Porque no os hemos dado a conocer el poder y la venida de nuestro Señor Jesucristo siguiendo fábulas artificiosas, sino como habiendo visto con nuestros propios ojos su majestad. (2 Pedro 1:16)


¿Pueden coexistir la mansedumbre y la majestad en una persona? Lo cierto es que sí, pues hubo uno en quien habitaron en perfecta armonía, en nuestro Señor Jesús, Dios hecho hombre.


Él dijo de sí mismo: «aprended de mí, que soy manso y humilde de corazón» (Mateo 11:29). El Señor no insistía en los lujos ni tampoco procuraba la posesión de cosas materiales. De hecho, no poseía propiedad alguna, salvo la ropa que llevaba puesta. Comparado con nuestro nivel de vida, nuestras casas, nuestras tarjetas de crédito, el Señor Jesús era «paupérrimo».

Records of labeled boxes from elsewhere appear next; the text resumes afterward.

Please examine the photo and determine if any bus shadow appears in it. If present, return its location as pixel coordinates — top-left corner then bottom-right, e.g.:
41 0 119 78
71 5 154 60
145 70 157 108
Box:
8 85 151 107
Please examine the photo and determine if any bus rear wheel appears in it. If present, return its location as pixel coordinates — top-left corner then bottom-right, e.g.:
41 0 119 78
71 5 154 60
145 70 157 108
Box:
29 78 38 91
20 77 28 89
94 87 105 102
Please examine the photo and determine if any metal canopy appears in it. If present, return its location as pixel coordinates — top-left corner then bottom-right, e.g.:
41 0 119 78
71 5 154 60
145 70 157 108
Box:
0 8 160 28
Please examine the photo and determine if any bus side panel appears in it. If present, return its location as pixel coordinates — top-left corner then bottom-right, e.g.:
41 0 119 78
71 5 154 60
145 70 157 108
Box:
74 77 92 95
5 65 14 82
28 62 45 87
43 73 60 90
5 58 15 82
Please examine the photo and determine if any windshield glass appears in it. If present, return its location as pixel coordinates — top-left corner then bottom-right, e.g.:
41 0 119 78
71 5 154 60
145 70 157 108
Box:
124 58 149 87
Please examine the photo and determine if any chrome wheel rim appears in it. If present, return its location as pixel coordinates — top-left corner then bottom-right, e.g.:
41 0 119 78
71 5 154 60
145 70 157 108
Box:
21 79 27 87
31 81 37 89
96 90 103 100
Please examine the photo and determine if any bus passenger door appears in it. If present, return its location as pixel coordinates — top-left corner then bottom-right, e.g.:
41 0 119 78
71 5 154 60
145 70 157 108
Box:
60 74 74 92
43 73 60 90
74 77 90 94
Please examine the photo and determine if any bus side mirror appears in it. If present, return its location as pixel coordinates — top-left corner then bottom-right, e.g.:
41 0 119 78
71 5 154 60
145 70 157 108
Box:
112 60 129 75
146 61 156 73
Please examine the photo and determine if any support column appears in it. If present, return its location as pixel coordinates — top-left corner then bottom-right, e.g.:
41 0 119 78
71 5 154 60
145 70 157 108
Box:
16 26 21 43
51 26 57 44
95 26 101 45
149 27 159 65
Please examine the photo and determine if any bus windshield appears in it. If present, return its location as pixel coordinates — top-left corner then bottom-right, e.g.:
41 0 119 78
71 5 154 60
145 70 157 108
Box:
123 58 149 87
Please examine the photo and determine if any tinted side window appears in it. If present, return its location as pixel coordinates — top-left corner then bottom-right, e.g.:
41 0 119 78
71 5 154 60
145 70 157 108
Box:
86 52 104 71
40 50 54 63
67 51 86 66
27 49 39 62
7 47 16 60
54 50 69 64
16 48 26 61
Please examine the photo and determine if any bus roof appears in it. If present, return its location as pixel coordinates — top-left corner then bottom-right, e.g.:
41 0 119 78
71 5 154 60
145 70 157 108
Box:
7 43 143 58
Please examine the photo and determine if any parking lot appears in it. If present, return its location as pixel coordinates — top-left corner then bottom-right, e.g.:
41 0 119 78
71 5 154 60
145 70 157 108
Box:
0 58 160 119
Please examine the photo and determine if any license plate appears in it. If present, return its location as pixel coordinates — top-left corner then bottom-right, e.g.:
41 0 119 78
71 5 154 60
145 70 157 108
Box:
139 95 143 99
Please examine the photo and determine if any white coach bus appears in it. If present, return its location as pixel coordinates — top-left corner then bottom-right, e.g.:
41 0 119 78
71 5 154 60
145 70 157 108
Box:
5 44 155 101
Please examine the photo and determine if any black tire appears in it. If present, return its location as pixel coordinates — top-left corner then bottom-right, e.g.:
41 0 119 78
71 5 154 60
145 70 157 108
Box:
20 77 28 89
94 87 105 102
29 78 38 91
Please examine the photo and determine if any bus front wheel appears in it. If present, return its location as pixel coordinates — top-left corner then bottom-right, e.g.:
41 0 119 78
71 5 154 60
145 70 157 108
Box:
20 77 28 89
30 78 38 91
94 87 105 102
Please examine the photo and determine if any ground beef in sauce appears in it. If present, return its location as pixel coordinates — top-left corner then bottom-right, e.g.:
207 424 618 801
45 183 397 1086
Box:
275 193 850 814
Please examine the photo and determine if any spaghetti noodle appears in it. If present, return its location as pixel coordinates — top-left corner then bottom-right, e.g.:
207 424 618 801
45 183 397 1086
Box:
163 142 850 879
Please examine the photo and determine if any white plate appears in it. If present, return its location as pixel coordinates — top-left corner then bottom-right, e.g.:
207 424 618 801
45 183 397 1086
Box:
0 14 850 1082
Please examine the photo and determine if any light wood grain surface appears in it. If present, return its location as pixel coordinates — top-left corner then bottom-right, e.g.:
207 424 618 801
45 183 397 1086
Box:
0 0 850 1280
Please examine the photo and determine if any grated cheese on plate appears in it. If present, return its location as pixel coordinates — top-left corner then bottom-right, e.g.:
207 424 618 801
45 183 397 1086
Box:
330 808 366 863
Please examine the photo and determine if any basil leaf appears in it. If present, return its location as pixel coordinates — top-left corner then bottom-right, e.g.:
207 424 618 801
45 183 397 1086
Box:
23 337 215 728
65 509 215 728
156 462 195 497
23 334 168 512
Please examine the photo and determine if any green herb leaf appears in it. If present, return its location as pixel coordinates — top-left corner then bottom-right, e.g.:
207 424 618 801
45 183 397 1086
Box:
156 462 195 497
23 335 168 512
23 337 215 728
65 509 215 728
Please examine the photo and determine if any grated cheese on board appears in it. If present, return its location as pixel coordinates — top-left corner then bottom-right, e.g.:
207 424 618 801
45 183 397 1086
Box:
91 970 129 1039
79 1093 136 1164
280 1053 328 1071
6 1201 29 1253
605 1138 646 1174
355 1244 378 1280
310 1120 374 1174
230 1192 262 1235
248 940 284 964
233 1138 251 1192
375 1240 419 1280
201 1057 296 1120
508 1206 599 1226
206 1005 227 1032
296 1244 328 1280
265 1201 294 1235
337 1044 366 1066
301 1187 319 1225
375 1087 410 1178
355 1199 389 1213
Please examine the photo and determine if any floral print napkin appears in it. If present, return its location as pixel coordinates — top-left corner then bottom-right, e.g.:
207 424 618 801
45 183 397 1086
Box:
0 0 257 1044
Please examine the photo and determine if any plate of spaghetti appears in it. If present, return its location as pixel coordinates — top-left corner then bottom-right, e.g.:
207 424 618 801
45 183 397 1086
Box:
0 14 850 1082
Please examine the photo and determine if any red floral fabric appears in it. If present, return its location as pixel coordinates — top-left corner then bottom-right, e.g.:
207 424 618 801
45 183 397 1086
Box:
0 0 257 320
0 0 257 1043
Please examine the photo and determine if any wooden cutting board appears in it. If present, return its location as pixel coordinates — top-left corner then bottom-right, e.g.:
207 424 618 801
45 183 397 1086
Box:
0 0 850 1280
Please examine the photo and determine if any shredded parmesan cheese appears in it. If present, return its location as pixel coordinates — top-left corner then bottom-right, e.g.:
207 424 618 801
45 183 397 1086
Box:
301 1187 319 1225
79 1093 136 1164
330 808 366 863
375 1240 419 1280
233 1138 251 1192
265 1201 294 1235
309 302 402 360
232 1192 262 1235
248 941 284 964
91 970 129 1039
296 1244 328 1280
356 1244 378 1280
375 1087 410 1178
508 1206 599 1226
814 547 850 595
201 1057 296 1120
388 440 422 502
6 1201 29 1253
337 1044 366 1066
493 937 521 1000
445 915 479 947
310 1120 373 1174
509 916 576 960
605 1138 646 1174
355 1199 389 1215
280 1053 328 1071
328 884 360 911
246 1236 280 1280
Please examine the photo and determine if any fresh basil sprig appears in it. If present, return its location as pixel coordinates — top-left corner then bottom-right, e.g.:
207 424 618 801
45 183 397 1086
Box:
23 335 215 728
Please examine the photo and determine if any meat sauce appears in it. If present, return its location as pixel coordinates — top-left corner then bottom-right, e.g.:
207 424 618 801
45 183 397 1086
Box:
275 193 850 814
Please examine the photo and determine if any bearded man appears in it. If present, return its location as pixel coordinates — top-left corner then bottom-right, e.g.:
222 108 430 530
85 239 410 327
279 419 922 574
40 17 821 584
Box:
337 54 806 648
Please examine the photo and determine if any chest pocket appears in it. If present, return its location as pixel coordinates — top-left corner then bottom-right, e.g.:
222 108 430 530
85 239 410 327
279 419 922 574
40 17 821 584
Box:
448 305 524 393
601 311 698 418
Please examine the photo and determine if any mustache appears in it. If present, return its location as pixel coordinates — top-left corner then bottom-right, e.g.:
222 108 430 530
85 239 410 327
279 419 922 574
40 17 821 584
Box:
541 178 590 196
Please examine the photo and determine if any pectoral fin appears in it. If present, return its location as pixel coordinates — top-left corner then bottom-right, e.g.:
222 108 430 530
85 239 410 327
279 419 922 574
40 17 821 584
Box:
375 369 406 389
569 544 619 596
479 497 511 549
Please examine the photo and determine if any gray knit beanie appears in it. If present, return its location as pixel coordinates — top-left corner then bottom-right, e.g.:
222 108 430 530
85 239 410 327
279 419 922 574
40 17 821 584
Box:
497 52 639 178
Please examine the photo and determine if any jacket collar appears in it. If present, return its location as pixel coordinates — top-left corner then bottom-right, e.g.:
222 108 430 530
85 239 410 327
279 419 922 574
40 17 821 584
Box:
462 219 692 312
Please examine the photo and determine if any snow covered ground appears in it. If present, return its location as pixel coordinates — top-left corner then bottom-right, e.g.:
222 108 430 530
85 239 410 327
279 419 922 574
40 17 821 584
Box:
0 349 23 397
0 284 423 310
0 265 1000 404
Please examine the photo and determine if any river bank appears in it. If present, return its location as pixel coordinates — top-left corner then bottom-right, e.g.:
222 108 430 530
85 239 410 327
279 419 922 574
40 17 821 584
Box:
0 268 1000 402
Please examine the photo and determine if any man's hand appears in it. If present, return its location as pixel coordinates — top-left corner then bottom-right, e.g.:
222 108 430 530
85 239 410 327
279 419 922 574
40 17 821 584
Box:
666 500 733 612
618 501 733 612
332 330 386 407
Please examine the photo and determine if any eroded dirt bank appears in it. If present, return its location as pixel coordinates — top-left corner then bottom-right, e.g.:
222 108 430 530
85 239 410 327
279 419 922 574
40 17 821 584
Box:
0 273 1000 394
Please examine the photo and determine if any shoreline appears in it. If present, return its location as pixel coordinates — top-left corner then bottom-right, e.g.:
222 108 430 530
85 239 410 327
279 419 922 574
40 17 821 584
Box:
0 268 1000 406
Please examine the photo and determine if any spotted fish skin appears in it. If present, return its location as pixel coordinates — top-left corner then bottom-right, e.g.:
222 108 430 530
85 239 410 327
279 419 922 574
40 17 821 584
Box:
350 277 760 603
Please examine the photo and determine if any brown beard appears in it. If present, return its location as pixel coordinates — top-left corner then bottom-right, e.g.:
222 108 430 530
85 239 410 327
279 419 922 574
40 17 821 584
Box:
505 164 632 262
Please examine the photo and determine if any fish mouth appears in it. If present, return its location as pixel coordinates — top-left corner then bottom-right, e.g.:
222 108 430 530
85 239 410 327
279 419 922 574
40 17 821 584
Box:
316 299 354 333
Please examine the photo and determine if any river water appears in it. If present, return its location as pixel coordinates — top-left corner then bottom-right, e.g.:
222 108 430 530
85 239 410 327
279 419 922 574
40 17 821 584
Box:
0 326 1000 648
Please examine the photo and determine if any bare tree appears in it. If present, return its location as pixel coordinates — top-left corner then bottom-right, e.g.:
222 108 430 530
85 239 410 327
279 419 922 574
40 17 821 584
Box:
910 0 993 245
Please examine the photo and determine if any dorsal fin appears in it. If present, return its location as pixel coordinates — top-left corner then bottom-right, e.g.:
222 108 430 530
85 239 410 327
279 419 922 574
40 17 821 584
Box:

En cuanto a querer lograr fama y la gloria en este mundo, lo vemos absolutamente alejado de eso, ya que Él se iba a lugares desiertos para evitar que las multitudes lo adularan. Siendo el Dios creador de todo lo que existe, fue completamente humilde. Le vemos, por ejemplo, lavando los pies de sus apóstoles:


Se levantó de la cena, y se quitó su manto, y tomando una toalla, se la ciñó. Luego puso agua en un lebrillo, y comenzó a lavar los pies de los discípulos, y a enjugarlos con la toalla con que estaba ceñido. (Juan 13:4–5)


Sin embargo, a pesar de tan profunda humildad, también había una imponente majestad en el Señor Jesús. Bastaba que Él dijera a los tormentosos vientos y a las embravecidas olas: «calla, enmudece» para que estos se calmaran de inmediato (Marcos 4:39). Grandes multitudes le seguían porque vivía y enseñaba con poder y autoridad (Mateo 7:29). Y aunque entregó su vida en la cruz del Calvario, al tercer día resucitó, levantándose con poder y gloria. Y un día volverá en gloria y majestad, ya no como un siervo humilde, sino como el Rey de reyes y Señor de señores que es; para vencer a sus enemigos y juzgar al mundo.


Este evento glorioso no pasará desapercibido, ya que dice: «He aquí que viene con las nubes, y todo ojo le verá» (Apocalipsis 1:7). Entonces, ¿cómo hemos de responder? Ciertamente adorándolo, honrándolo, bendiciéndolo y sobre todo, obedeciéndolo. Porque únicamente Él es digno de nuestra devoción y todas nuestras alabanzas.